Veja a seguir os 10 pontos mais polêmicos da MP 759/2016:
MUDANÇA GERAL – Segundo o governo, a MP 759/2016 se justifica “em razão da vigência de diversas normas de hierarquia diferentes versando sobre a regularização fundiária, algumas delas de maneira contraditória sobre a mesma política, o cumprimento adequado do comando constitucional pertinente vem sendo cada vez mais mitigado, situação essa que levou o próprio Tribunal de Contas da União a determinar a suspensão liminar de alguns desses atos, inviabilizando o processo de titulações”
Para os críticos, no entanto, a MP 759/2016 representa um retrocesso em relação à legislação vigente por desmontar um arcabouço urbanístico e jurídico, fruto de um amplo processo de discussão por mais de 20 anos, com participação da sociedade, e já incorporado pelos Municípios, pelos cartórios e por provimentos da Corregedoria Geral do Tribunal de Justiça de São Paulo e do Conselho Nacional de Justiça sobre regulamentação fundiária urbana.
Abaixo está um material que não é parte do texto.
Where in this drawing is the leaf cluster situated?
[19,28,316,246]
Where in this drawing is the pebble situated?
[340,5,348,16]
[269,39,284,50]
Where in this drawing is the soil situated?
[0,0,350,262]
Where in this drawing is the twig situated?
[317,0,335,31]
“Todo esse sistema legislativo complexo passará a ser regulado por decreto federal, inclusive em matérias que não são de competência da União, que deve apenas dispor sobre normas gerais de Direito Urbanístico. Ou seja, entre outros aspectos, há uma invasão da competência municipal, obrigando ajustes nas legislações urbanísticas, como Planos Diretores e Leis de Uso e Ocupação do Solo, das cidades de todo país”, afirma Rosane Tierno, advogada especialista em regularização fundiária, ligada ao IBDU.
A MP 759/2016, no que diz respeito à regularização fundiária urbana, modifica nove leis: 6.015/1973 (Registro de Imóveis), 8.666/1993 (Licitações), 9.636/1998 (Administração do Patrimônio da União), MP 2.220/2011 (Concessão Especial para fins de moradia), 11.977/2009 (Minha Casa Minha Vida), 12.651/2012 (Código Florestal), 13.240/2015 (Alienação de imóveis da União), 13.139/2015 (Parcelamento de Dívidas com a União) e Decreto-Lei 2.398/1987. E ainda contradiz o Estatuto da Cidade (10.257/2001) e a Lei do Parcelamento do Uso do Solo Urbano (6.766/1969).
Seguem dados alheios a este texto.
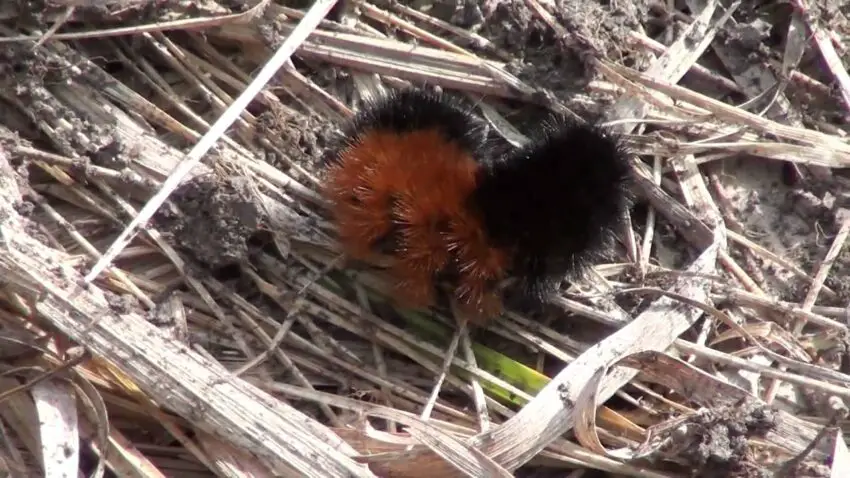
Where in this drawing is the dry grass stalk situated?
[0,0,850,478]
Nesse contexto, a MP criaria um vácuo legislativo e compromete a continuidade de várias iniciativas que estão em curso em todo o país, em especial no atendimento à população de baixa renda.
POR QUE AGORA E A PRESSA? – Segundo o governo, a relevância do tema e sua urgência justificam a proposta de um novo marco para a regularização fundiária (a MP trata também da área rural) por meio de uma Medida Provisória.
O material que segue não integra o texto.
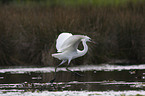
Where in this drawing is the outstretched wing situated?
[59,35,83,52]
[56,33,72,52]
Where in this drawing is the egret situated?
[50,33,91,83]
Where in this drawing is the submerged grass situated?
[0,2,145,66]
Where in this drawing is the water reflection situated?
[0,64,145,91]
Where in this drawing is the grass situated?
[0,0,145,66]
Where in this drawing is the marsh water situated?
[0,64,145,96]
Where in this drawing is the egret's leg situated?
[66,60,83,76]
[50,60,67,83]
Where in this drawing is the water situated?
[0,64,145,96]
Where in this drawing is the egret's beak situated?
[90,40,97,44]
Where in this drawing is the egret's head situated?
[82,36,95,43]
[82,36,91,42]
Os críticos discordam da justificativa e alegam, em razão disso, a inconstitucionalidade da 759/2016. “Além disso, é inadmissível que regimes jurídicos sobre regularização fundiária, reforma agrária e sobre imóveis da União, este último em especial constituído desde o Século XIX com a Lei de Terras de 1850, possam ser modificadas por meio de medida provisória sob o pretexto de relevância e urgência. Seria um caos jurídico”, diz o advogado Nelson Saule Júnior, do Instituto Pólis, que tem presença ativa nas discussões sobre o Direito à Cidade.
ASSENTAMENTOS X NÚCLEO URBANO INFORMAL – A MP 759/2016 cria o instituto do “núcleo urbano informal”, caracterizado como “adensamento populacional passível de regularização fundiária urbana (REURB)”. Compreende situações de ocupação ordenada, desordenada, clandestina, irregular, que tenham sido implantadas sem observância da legislação (caso típico dos loteamentos, condomínios e incorporações ilegais). O conceito engloba também imóveis situados na zona rural que possuam ocupação e destinação urbanas.
Para os críticos da MP, não existe razão prática para substituição das definições internacionais que utilizam a nomenclatura “assentamentos informais” ou “assentamentos irregulares”. Conforme manifestação das entidades de Arquitetura e Urbanismo nesse e em outros aspectos “a MP não dialoga com o importante aprendizado do conjunto de experiências recentes da reforma fundiária, especialmente a operacionalização pelos Municípios da Lei 11.977. Essa operacionalização vinha acontecendo à custa de muito investimento público em formação e capacitação técnica e na elaboração dos planos de regularização”.
TIPOS DE REGULARIZAÇÃO FUNDIÁRIA URBANA (REURB) – A MP 759/2016 revoga o conceito de regularização fundiária estabelecido pela Lei 11.977/2009 sem substitui-lo. O conceito é o seguinte: “A regularização fundiária consiste no conjunto de medidas jurídicas, urbanísticas, ambientais e sociais que viam à regularização de assentamos irregulares e à titulação de seus ocupantes, de modo a garantir o direito social à moradia, o pleno desenvolvimento das funções sociais da propriedade urbana e o direito ao meio ambiente ecologicamente equilibrado”.
Mesmo assim, a MP cria duas modalidades de regularização fundiária urbana:
REURB de interesse social (Reurb-S), aplicável a núcleos urbanos informais ocupados predominantemente por população de baixa renda;
REURB de interesse específico – (REURB-E), aplicável a núcleos urbanos informais ocupados por população “não qualificada” como de baixa renda.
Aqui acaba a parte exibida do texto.